We need to see to it that we should always feel the urge to pray, to engage with God, to be with him. If we do not feel that urge yet, let’s convince ourselves that we have something most important to work on. Thus, like the disciples of Christ, impressed by how Christ was to them, we should beg him to teach us how to pray. (cfr. Lk 11,1-4)

The Lord’s Prayer is the model prayer that we should learn by heart. We have to learn to discern the spirit behind its every expression and petition, since as the Compendium of the Catechism teaches us, this prayer is the “summary of the whole Gospel,” “the perfect prayer” that presents in the form of prayer the essential content of the Gospel. (579)

In the Church, this prayer is considered as the prayer “par excellence” that is handed on in Baptism to signify the new birth of the children of God into the divine life. (cfr. Compendium 581)

We have to understand that prayer is what keeps our love burning. That’s because it what keeps us always in contact with God who is the very essence of love. Prayer, therefore, should not be understood merely as some spiritual exercise that we have to learn to do at certain moments of the day only.

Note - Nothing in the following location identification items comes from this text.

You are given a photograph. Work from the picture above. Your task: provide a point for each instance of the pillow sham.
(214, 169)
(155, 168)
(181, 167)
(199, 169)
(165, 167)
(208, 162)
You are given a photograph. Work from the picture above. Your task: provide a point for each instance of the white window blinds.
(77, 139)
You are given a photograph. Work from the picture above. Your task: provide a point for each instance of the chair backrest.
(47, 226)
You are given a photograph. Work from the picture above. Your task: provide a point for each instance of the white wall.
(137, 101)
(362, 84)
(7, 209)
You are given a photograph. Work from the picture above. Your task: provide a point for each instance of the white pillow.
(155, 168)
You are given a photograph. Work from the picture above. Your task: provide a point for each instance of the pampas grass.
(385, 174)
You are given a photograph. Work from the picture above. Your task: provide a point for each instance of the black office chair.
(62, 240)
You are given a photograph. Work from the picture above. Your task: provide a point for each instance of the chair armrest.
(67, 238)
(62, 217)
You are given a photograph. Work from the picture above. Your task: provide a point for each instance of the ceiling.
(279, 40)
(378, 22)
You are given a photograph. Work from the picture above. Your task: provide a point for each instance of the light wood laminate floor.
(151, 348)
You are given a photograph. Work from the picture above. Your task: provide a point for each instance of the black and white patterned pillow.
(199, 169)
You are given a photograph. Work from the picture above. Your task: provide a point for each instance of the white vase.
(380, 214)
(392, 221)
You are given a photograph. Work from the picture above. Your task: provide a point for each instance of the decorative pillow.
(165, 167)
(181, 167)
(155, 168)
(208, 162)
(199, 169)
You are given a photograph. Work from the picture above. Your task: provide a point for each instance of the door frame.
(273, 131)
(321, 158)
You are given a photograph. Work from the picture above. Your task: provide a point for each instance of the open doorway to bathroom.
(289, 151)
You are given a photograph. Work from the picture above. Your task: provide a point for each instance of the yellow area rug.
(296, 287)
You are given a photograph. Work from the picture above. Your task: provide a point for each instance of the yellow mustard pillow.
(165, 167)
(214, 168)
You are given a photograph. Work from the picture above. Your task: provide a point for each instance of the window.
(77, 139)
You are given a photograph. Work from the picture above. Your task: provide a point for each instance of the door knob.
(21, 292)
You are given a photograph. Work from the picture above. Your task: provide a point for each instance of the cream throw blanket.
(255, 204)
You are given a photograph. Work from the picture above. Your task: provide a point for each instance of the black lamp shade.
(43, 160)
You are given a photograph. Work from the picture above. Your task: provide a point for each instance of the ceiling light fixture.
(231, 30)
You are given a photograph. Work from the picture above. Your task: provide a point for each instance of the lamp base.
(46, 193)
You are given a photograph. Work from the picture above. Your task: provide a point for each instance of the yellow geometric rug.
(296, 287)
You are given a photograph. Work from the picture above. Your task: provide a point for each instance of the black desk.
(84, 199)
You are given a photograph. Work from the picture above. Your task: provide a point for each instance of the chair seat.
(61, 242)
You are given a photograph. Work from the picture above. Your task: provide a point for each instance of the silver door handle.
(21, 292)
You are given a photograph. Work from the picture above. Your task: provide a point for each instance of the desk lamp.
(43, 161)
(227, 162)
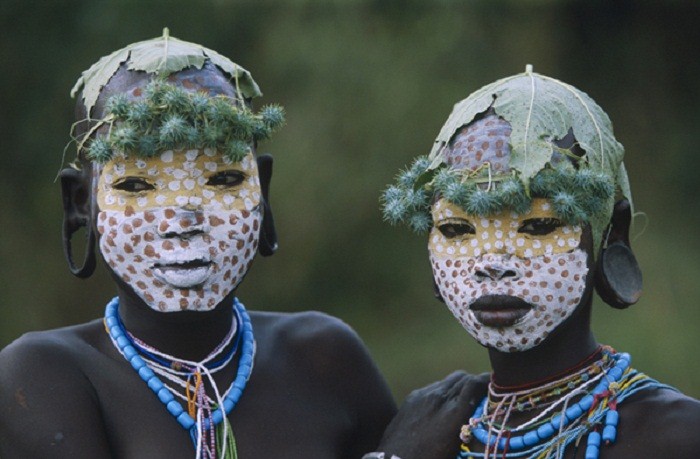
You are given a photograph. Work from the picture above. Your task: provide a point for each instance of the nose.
(495, 269)
(182, 223)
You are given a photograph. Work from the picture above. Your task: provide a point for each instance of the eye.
(226, 179)
(133, 185)
(453, 229)
(539, 226)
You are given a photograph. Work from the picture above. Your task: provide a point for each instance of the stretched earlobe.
(77, 214)
(618, 279)
(436, 292)
(267, 244)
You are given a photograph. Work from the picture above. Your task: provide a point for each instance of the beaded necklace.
(584, 402)
(205, 418)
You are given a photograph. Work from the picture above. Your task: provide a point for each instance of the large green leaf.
(165, 55)
(160, 56)
(540, 109)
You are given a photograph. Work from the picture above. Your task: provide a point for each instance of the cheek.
(127, 236)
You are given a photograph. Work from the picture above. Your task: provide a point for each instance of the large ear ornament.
(76, 215)
(618, 279)
(267, 244)
(436, 292)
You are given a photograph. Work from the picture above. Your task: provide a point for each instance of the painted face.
(181, 228)
(509, 279)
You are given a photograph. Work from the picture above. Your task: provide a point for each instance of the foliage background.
(367, 86)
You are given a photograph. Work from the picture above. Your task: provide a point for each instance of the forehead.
(540, 208)
(193, 162)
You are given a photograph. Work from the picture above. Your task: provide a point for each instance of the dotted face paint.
(181, 228)
(531, 257)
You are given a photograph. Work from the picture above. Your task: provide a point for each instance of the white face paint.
(530, 257)
(182, 228)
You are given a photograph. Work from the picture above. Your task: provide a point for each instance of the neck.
(189, 335)
(571, 343)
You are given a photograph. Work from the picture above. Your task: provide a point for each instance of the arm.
(48, 407)
(427, 425)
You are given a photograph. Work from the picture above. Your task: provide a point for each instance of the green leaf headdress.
(168, 116)
(540, 111)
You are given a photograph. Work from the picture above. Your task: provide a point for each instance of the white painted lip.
(184, 274)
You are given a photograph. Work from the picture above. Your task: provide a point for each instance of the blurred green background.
(367, 86)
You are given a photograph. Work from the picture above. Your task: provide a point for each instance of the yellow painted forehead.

It has to be our very life itself. Everything in our life should be an act of prayer, including our sleeping. Our very consciousness, our breathing and heartbeat should be converted into prayer. This is what to be a contemplative spirit is.

We have to realize that contemplative life is a great need for us since it represents the full maturity of our consciousness. And as our radical connection with the very foundation of reality who is God, contemplative life is indispensable to us.

Obviously, we need some training for this. But it should be a training that would enable us precisely to convert everything into prayer. Even when we work, whether of the white-collar or blue-collar type of work, whether intellectual or manual, etc., we should be praying. That is to say, we should maintain our contact with God and channel what he has, his will and his ways, in all our daily affairs.

In that way we can reflect God’s love in all the situations, circumstances, predicaments, challenges in our life, etc. This love, of course, is concretely shown to us by Christ whose life and teaching we should truly learn and assimilate. Not only is Christ showing or teaching it to us. He is giving it to us by giving his own self, especially in the sacrament of the Holy Eucharist, if we also understand well the significance of the sacrament.

We need to discipline ourselves so as to make us always feel the need to echo the disciples’ request to Christ, “teach us to pray.” We have to be wary of our tendency to feel that with our human powers alone, we are already ok. We are not! Let’s not be deceived.